The roux is the focused application of the principal technique of all of cooking, the Maillard reaction. The Maillard reaction happens any time an organic compound is exposed to high heat. The molecules break down and, since there’s a lot of different compounds in organic tissue, lots of different products are produced from the reaction.

If you apply too much heat, then too many of the organic materials are reduced down to parts and the tissue fast approaches ash. But small amounts are quite tasty.

The Cajun roux is intended to bring to a stew almost too many of these compounds. The richness is provided by the fat that the flour is fried in, and the flavor, the just-shy-of-burnt taste, is provided by the flour getting almost too much of the Maillard reaction.

French chefs usually make roux with butter. Cajun chefs usually make roux with oil. Butter has a lower smoke point and so it can’t stand too much heat before it itself burns. “Burning a roux” is when too much of the flour breaks down, but it can also mean a butter roux getting heated past the smoke point.
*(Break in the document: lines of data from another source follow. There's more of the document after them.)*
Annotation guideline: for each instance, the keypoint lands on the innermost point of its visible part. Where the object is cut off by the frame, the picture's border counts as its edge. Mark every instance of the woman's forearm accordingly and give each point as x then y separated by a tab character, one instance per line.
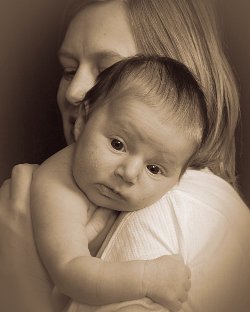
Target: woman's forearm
92	281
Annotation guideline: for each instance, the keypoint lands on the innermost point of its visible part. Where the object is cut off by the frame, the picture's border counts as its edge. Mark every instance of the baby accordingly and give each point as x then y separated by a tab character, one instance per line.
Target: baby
139	128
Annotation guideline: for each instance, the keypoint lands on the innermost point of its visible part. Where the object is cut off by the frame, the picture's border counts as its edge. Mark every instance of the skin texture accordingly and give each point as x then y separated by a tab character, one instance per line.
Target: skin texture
92	43
127	160
141	157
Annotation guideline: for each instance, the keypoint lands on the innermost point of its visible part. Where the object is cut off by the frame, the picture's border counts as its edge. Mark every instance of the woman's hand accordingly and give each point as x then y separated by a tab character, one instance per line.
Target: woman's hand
24	284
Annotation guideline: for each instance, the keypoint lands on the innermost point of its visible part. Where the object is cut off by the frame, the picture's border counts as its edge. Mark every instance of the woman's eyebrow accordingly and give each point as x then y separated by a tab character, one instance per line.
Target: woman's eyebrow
108	54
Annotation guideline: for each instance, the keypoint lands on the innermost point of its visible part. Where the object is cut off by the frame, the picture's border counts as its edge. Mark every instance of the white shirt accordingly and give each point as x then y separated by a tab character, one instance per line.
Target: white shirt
203	219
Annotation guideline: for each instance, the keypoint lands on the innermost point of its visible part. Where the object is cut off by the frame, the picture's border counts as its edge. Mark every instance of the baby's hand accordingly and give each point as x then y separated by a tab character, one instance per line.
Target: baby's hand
167	281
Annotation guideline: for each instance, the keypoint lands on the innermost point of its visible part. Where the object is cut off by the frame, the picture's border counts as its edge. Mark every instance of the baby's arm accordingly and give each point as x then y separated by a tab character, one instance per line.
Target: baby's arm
59	216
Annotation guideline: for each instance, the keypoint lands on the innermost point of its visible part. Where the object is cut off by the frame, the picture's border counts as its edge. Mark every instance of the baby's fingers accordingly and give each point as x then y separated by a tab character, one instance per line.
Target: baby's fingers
175	306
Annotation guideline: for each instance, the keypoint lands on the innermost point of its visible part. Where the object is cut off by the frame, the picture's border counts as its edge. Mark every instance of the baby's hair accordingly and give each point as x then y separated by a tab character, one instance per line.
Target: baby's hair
186	30
162	83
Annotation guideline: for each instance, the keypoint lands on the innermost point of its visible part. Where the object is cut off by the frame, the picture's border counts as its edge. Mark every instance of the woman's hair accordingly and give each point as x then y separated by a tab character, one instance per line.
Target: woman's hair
185	30
162	83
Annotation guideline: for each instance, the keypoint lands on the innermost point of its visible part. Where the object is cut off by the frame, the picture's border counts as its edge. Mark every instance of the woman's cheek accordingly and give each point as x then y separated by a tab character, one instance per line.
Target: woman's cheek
61	94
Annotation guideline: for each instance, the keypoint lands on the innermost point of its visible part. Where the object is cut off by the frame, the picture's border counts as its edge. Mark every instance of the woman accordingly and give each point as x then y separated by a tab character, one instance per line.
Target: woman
182	30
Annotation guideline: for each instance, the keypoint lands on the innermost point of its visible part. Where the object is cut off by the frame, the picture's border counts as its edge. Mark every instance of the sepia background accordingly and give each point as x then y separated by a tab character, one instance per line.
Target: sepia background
30	125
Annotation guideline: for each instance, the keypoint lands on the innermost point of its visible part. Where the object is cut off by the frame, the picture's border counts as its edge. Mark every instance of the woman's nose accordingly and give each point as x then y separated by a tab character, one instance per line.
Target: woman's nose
129	171
79	86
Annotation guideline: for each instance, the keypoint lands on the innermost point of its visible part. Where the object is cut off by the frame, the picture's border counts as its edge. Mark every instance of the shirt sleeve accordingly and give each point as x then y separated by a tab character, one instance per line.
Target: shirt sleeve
205	221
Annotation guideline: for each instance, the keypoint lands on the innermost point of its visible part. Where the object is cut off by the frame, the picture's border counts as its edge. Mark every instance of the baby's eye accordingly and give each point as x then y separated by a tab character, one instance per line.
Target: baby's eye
154	169
117	145
68	74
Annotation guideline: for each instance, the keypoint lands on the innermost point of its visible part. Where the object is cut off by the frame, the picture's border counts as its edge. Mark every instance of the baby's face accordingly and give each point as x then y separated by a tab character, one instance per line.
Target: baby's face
126	158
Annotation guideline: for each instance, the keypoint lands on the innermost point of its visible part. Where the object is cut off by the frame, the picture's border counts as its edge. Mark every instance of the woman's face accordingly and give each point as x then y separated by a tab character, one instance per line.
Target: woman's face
97	37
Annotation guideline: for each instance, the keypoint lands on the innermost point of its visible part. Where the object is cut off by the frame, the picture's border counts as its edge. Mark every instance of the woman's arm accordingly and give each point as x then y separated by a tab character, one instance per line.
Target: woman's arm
24	284
59	214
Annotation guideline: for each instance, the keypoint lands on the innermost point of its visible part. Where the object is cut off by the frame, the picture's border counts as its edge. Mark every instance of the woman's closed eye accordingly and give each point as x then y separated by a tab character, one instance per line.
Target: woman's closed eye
69	73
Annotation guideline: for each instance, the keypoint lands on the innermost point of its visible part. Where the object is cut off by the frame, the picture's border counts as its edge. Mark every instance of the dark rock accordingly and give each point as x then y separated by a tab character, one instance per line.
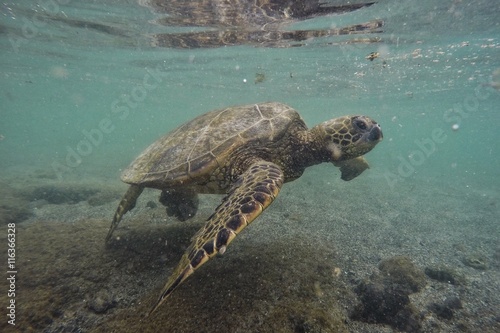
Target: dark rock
444	274
151	204
384	298
101	302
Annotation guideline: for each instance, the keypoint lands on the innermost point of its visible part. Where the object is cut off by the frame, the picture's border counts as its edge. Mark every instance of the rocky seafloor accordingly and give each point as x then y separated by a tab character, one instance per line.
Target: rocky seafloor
327	256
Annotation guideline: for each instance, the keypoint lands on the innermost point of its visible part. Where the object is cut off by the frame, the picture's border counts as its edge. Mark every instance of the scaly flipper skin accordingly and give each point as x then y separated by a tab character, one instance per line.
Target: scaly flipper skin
253	191
127	203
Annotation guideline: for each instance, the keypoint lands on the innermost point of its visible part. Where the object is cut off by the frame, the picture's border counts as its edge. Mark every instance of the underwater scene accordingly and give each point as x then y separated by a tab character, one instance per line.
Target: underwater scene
138	138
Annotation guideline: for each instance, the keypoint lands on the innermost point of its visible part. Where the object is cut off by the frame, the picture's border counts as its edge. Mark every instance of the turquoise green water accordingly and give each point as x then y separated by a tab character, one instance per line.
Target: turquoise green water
59	82
81	101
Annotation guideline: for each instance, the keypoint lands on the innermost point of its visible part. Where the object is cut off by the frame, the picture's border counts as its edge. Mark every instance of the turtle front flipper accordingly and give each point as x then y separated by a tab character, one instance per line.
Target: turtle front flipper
352	168
127	203
253	191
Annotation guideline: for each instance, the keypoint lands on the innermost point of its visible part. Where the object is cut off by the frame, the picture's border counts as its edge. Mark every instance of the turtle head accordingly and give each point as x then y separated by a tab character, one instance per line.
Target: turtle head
349	136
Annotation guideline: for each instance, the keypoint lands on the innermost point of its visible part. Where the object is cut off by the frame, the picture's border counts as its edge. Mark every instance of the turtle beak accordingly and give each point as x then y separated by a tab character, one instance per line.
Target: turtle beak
375	133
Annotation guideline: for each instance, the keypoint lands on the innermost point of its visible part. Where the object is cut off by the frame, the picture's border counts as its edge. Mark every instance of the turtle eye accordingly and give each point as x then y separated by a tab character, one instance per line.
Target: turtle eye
360	124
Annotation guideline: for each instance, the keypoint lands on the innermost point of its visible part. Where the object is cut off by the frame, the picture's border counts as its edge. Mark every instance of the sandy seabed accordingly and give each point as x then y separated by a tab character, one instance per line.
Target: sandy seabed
327	256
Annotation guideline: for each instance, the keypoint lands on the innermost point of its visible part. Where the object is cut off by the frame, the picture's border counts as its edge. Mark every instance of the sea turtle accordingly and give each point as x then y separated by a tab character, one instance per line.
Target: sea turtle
247	153
249	22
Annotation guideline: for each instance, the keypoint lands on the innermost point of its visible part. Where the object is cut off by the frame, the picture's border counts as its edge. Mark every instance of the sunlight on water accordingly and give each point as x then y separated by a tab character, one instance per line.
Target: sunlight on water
86	86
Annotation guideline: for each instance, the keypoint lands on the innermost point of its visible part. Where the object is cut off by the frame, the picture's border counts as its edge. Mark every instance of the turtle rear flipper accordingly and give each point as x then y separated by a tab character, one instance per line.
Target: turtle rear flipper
127	203
253	191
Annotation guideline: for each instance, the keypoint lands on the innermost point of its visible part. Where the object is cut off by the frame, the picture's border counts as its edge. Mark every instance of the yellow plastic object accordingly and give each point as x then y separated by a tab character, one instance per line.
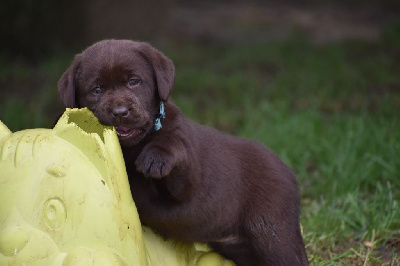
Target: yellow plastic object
65	200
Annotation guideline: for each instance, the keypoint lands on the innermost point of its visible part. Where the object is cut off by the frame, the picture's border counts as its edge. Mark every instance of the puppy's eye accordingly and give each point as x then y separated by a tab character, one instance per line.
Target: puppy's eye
134	82
97	90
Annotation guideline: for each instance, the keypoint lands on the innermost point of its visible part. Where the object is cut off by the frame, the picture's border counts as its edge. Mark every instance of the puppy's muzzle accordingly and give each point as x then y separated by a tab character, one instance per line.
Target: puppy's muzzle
120	112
Cajun chefs will make a butter roux in etoufee. An etoufee is flour fried in butter to which the Cajun trinity is added, onion, bell pepper, and celery. This makes a delicate sauce that is flavored with shellfish, usually shrimp or crawfish. A shrimp etoufee is usually called shrimp creole and tomato paste is added. Small amounts of tomato paste might be added to a crawfish etoufee.

Outside of Cajun food, the roux is used in the classic French mother sauce, the bechamel. A bechamel sauce is made by frying flour in butter for a short period of time, then milk and seasonings are added. This is also called a white sauce and is a common technique in homemade mac and cheese.

Bechamel plus cheese is called a Mornay sauce by the French. They have lots of rules on what kinds of seasonings you add to the roux for a bechamel and what kind of cheese you add for Mornay. There are five French mother sauces.

We’ve already discussed bechamel, which is light roux with milk added. There is also sauce veloute, which is light roux with broth or stock added, sauce espagnole, dark roux with stock added, sauce tomat, which is tomatoes cooked down.

Hollandaise is a bit different. Egg yolks and lemon juice are whisked to create the other great chemical reaction that underlies cooking, the emulsion. An emulsion is how you mix fat, which is an organic polymer, or a chain of similar molecules with loads of useful chemical properties, with water, an abundant substance that also has loads of useful chemical properties. Emulsions create richness not through the Mailliard reaction, but by making something that would normally be solid, into a silky-smooth liquid.

Chemistry is ultimately what makes things taste so awesomely yummy, and judicious use of the Mailliard reaction and emulsions will make you a dynamite chef.